Keindahan bunyi salah satunya dapat masuk dalam kriteria ini. Selain itu, kepekatan sebuah bahasa seolah menjadi sebuah kepentingan nan mendasar. Ini disebabkan sine qua non pembeda antara karya sastra dan koran bertema biasa dan sehari-hari.
Sesuatu nan baru nan harusnya diangkat dalam tema penciptaan karya sastra. Tentu, tema-tema nan sudah tergarap jika ditulis lagi akan menimbulkan sebuah kebosanan. Meski tak dapat dipungkiri jika sebuah karya sastra itu mimetik , berhubungan dengan kehidupan sosial masyarakat atau sebaliknya. Kehidupan sosial nan diangkat menjadi sebuah karya sastra atau karya sastra nan membentuk sebuah kehidupan dalam masyarakat.
Karya Sastra Menyesuaikan Diri dengan Zaman
Karya sastra nan dapat menyesuaikan diri dengan zaman tentu tak banyak. Ini akan dibuktikan dari perbincangan sejarah sastra bahwa karya nan ada itu sudah diakui dari dulu. Bahkan, sampai sekarang masih diakui dan dijunjung tinggi serta masih membutuhkan banyak apresiasi. Semakin digali, nilai nan ada di dalamnya akan semakin banyak nilai-nilai nan dapat ditemukan.
Artinya pada saat karya sastra itu muncul pada masanya, mungkin belum tentu semua nilai-nilai keagungan karya sastra tersebut akan langsung implisit jelas. Namun estetika dan kebenarannya akan muncul satu persatu, sinkron dengan jaman dan masa nan dilaluinya. Meski tetap dalam bahasa nan sinkron dengan penuturan awalnya.

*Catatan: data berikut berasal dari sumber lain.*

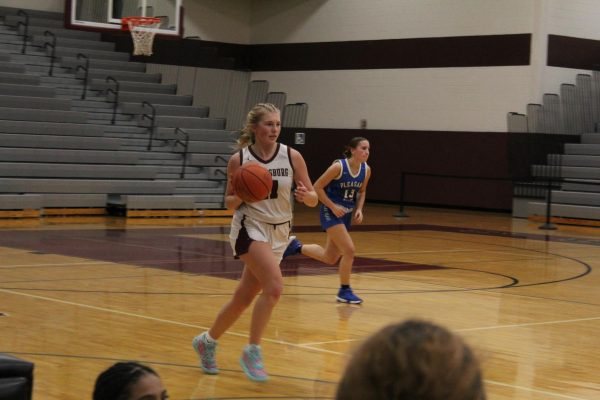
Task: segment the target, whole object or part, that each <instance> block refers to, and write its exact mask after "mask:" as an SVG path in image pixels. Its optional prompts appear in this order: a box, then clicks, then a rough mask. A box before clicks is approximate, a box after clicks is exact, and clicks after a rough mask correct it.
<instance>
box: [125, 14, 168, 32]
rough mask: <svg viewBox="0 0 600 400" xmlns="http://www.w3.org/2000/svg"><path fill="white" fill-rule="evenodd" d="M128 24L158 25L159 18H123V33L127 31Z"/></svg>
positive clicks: (127, 29) (133, 24)
mask: <svg viewBox="0 0 600 400" xmlns="http://www.w3.org/2000/svg"><path fill="white" fill-rule="evenodd" d="M130 22H131V23H132V24H133V25H134V26H140V25H152V24H158V23H160V18H156V17H123V18H121V29H123V30H124V31H128V30H129V23H130Z"/></svg>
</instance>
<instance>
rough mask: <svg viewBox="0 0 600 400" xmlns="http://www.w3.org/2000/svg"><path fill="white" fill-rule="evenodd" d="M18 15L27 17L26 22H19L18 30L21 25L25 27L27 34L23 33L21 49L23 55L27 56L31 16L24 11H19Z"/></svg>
mask: <svg viewBox="0 0 600 400" xmlns="http://www.w3.org/2000/svg"><path fill="white" fill-rule="evenodd" d="M17 15H24V16H25V22H22V21H17V30H18V29H19V25H23V26H24V27H25V33H23V47H22V48H21V54H25V49H26V48H27V38H28V36H29V14H27V13H26V12H25V11H23V10H19V11H17Z"/></svg>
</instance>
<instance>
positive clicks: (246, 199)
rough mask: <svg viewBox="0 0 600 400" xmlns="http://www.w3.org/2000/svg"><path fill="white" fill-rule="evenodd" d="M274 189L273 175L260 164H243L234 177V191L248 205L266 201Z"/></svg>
mask: <svg viewBox="0 0 600 400" xmlns="http://www.w3.org/2000/svg"><path fill="white" fill-rule="evenodd" d="M272 188H273V178H272V177H271V173H270V172H269V171H268V170H267V169H266V168H265V167H263V166H262V165H260V164H256V163H248V164H242V165H241V167H239V168H238V169H237V171H235V174H234V175H233V190H234V191H235V194H236V195H238V196H239V197H240V198H241V199H242V200H244V202H246V203H253V202H255V201H260V200H264V199H266V198H267V197H268V196H269V193H271V189H272Z"/></svg>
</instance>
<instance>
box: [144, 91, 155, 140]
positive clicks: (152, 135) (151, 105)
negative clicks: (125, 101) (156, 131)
mask: <svg viewBox="0 0 600 400" xmlns="http://www.w3.org/2000/svg"><path fill="white" fill-rule="evenodd" d="M144 106H148V107H150V108H151V109H152V115H148V114H146V113H145V112H144ZM144 118H148V119H149V120H150V127H149V128H148V130H149V131H148V133H149V134H150V135H149V138H148V147H147V148H148V150H152V140H153V138H154V128H155V121H156V108H155V107H154V106H153V105H152V104H150V103H148V102H147V101H145V100H144V101H142V121H143V120H144Z"/></svg>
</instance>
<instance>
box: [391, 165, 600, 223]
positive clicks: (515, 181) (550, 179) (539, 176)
mask: <svg viewBox="0 0 600 400" xmlns="http://www.w3.org/2000/svg"><path fill="white" fill-rule="evenodd" d="M560 170H561V166H560V165H552V166H551V168H549V169H548V170H547V171H546V173H543V174H541V175H539V176H536V177H534V180H535V181H536V182H538V183H539V184H540V186H539V187H544V188H545V193H544V197H545V202H546V213H545V222H544V223H543V224H542V225H540V226H539V229H544V230H552V229H556V227H555V225H554V224H552V222H551V219H552V211H551V210H552V191H553V190H555V189H558V188H560V186H561V184H562V183H577V184H585V185H595V186H597V185H600V183H599V182H585V181H582V180H577V179H565V178H562V177H561V175H560ZM407 176H429V177H439V178H449V179H472V180H493V181H508V182H512V183H513V185H514V184H516V183H518V182H520V181H523V180H525V179H526V178H514V177H512V178H494V177H481V176H460V175H444V174H430V173H423V172H409V171H402V172H400V197H399V209H398V211H397V212H396V213H395V214H394V217H400V218H406V217H408V215H407V214H406V213H405V211H404V207H405V205H406V202H405V199H404V196H405V181H406V177H407Z"/></svg>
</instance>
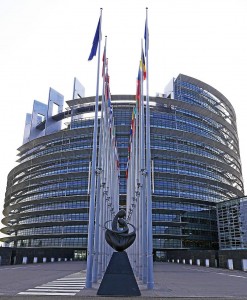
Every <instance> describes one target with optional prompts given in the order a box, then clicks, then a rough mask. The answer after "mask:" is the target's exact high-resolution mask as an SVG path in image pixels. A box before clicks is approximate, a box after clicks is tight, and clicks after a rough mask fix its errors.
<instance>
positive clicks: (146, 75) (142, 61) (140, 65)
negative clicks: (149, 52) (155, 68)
mask: <svg viewBox="0 0 247 300" xmlns="http://www.w3.org/2000/svg"><path fill="white" fill-rule="evenodd" d="M140 67H141V70H142V76H143V80H145V79H146V76H147V72H146V65H145V57H144V53H143V49H142V57H141V65H140Z"/></svg>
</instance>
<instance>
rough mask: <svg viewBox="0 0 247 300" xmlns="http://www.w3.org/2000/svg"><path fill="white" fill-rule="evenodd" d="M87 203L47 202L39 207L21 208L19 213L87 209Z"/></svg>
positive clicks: (80, 202) (27, 205)
mask: <svg viewBox="0 0 247 300" xmlns="http://www.w3.org/2000/svg"><path fill="white" fill-rule="evenodd" d="M88 207H89V203H88V201H68V202H56V201H55V202H49V203H44V204H39V205H37V204H36V205H27V206H22V208H21V212H22V213H23V212H31V211H44V210H57V209H73V208H88Z"/></svg>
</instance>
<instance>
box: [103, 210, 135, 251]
mask: <svg viewBox="0 0 247 300" xmlns="http://www.w3.org/2000/svg"><path fill="white" fill-rule="evenodd" d="M125 216H126V212H125V210H123V209H122V210H120V211H119V212H118V213H117V214H116V216H115V217H114V219H113V221H112V229H109V228H107V226H106V225H107V223H109V222H111V221H107V222H106V223H105V228H106V232H105V239H106V241H107V243H108V244H109V245H110V246H111V247H112V248H113V249H115V250H117V251H124V250H125V249H127V248H128V247H129V246H131V245H132V244H133V243H134V241H135V238H136V229H135V226H134V225H132V224H130V223H127V222H126V221H125V219H124V217H125ZM128 225H130V226H131V227H132V228H133V231H132V232H131V233H129V228H128Z"/></svg>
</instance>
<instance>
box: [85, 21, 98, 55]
mask: <svg viewBox="0 0 247 300" xmlns="http://www.w3.org/2000/svg"><path fill="white" fill-rule="evenodd" d="M100 38H101V19H100V18H99V22H98V26H97V29H96V32H95V35H94V39H93V45H92V49H91V52H90V54H89V57H88V60H92V59H93V57H94V56H95V55H96V52H97V48H98V44H99V39H100Z"/></svg>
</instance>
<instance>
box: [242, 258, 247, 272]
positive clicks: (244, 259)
mask: <svg viewBox="0 0 247 300" xmlns="http://www.w3.org/2000/svg"><path fill="white" fill-rule="evenodd" d="M242 270H243V271H245V272H246V271H247V259H242Z"/></svg>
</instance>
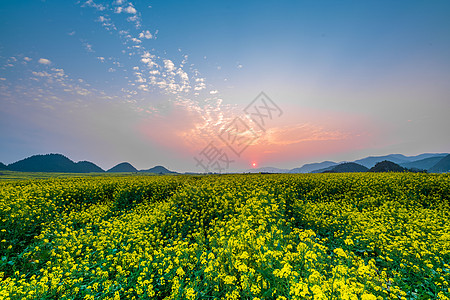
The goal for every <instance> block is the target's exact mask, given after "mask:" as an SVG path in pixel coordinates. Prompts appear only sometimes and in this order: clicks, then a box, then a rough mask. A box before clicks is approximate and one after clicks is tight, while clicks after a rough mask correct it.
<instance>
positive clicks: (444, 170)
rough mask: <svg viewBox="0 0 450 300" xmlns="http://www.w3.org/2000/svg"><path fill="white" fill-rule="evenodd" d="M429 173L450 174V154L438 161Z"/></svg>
mask: <svg viewBox="0 0 450 300" xmlns="http://www.w3.org/2000/svg"><path fill="white" fill-rule="evenodd" d="M428 171H429V172H432V173H443V172H450V154H449V155H447V156H445V157H444V158H442V159H441V160H440V161H438V162H437V163H436V164H435V165H434V166H432V167H431V168H430V169H429V170H428Z"/></svg>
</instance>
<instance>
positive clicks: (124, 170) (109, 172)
mask: <svg viewBox="0 0 450 300" xmlns="http://www.w3.org/2000/svg"><path fill="white" fill-rule="evenodd" d="M137 171H138V170H137V169H136V168H135V167H133V165H132V164H130V163H128V162H123V163H120V164H117V165H115V166H114V167H112V168H111V169H109V170H108V171H106V172H109V173H119V172H137Z"/></svg>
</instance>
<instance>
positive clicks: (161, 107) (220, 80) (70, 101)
mask: <svg viewBox="0 0 450 300" xmlns="http://www.w3.org/2000/svg"><path fill="white" fill-rule="evenodd" d="M449 15H450V3H449V2H448V1H433V2H429V1H395V2H394V1H245V2H244V3H242V2H238V1H227V2H218V1H189V2H187V1H186V2H182V1H125V0H123V1H55V0H53V1H7V2H6V1H4V2H2V3H1V4H0V126H1V127H0V139H1V141H2V143H1V144H2V147H1V149H0V161H2V162H4V163H11V162H13V161H16V160H19V159H21V158H24V157H26V156H29V155H33V154H38V153H50V152H59V153H64V154H66V155H67V156H69V157H70V158H72V159H74V160H91V161H94V162H96V163H98V164H99V165H100V166H101V167H103V168H105V169H107V168H110V167H112V166H113V165H114V164H116V163H119V162H122V161H129V162H131V163H132V164H133V165H135V166H136V167H137V168H149V167H152V166H154V165H156V164H163V165H165V166H167V167H169V168H172V169H176V170H180V171H202V170H201V167H199V166H196V161H195V160H194V159H193V158H194V157H197V156H199V154H200V153H201V152H202V150H204V149H205V147H206V146H207V145H208V144H209V143H211V142H213V143H215V145H217V147H218V148H220V149H221V150H222V152H223V153H225V152H226V153H227V154H228V156H229V157H231V159H232V160H233V161H234V162H233V164H232V165H231V166H230V170H240V169H246V168H248V167H249V166H250V165H251V164H252V163H253V162H255V163H257V165H259V166H268V165H271V166H277V167H285V168H293V167H298V166H300V165H302V164H303V163H306V162H313V161H321V160H325V159H326V160H335V161H341V160H354V159H357V158H360V157H363V156H366V155H383V154H389V153H403V154H406V155H414V154H418V153H422V152H449V149H450V140H449V139H448V133H447V131H448V128H450V121H449V118H448V112H449V111H450V110H449V108H450V99H449V97H450V87H449V86H450V85H449V84H448V82H450V56H449V55H448V53H450V18H448V16H449ZM261 91H264V92H265V93H266V94H267V95H268V96H269V97H270V98H271V99H272V100H273V102H274V103H276V104H277V105H278V107H279V108H280V109H281V110H282V115H281V116H279V117H273V118H272V119H270V120H269V119H267V124H266V126H265V128H264V129H263V130H261V128H258V127H257V126H256V124H255V122H252V121H251V119H250V118H248V117H247V116H246V115H245V113H244V112H243V109H244V108H245V107H246V106H247V105H248V104H249V103H251V102H252V100H253V99H254V98H255V97H256V96H257V95H258V94H259V93H260V92H261ZM235 118H241V119H242V120H245V122H246V123H247V124H248V129H249V131H248V132H247V133H245V132H243V133H241V135H242V137H246V136H251V135H252V134H253V135H254V136H256V137H257V139H255V140H253V141H252V142H251V143H250V142H249V144H248V145H247V146H248V147H247V148H246V149H245V151H244V152H242V153H241V154H240V155H239V156H236V155H233V151H232V150H231V149H230V147H229V146H227V145H226V144H225V143H223V141H221V140H220V137H219V138H218V136H219V135H220V133H221V132H223V130H226V129H227V128H229V124H233V120H235Z"/></svg>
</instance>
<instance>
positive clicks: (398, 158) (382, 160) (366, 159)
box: [354, 154, 409, 168]
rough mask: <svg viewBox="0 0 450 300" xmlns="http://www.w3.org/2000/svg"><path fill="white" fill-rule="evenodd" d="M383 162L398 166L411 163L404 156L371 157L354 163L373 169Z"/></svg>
mask: <svg viewBox="0 0 450 300" xmlns="http://www.w3.org/2000/svg"><path fill="white" fill-rule="evenodd" d="M382 161H390V162H393V163H396V164H401V163H406V162H409V159H408V158H407V157H406V156H404V155H403V154H389V155H384V156H369V157H366V158H362V159H357V160H355V161H354V162H355V163H357V164H360V165H363V166H364V167H366V168H372V167H373V166H375V165H376V164H377V163H379V162H382Z"/></svg>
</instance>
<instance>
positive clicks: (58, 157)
mask: <svg viewBox="0 0 450 300" xmlns="http://www.w3.org/2000/svg"><path fill="white" fill-rule="evenodd" d="M8 170H11V171H20V172H62V173H90V172H104V170H103V169H102V168H100V167H99V166H97V165H95V164H94V163H91V162H88V161H81V162H78V163H75V162H73V161H72V160H70V159H69V158H67V157H66V156H64V155H62V154H53V153H52V154H45V155H33V156H30V157H28V158H25V159H22V160H19V161H17V162H15V163H12V164H10V165H8Z"/></svg>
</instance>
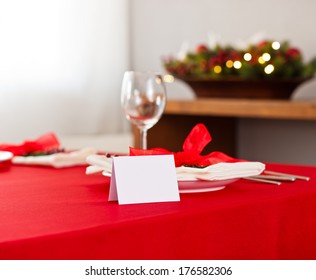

Al-Qur'an sering disebut pula sebagai sebuah karya sastra terbaik sepanjang abad. Meski pada awal munculnya Al-Qur'an banyak sekali nan tak bisa atau belum ada penafsirannya. Namun, ketika sudah melewati sebuah periode dan masa, maka arti dan makna nan implisit di dalamnya mulai terkuak.
Mungkin seperti itulah makna sebenarnya sebuah karya sastra nan abadi sepanjang masa.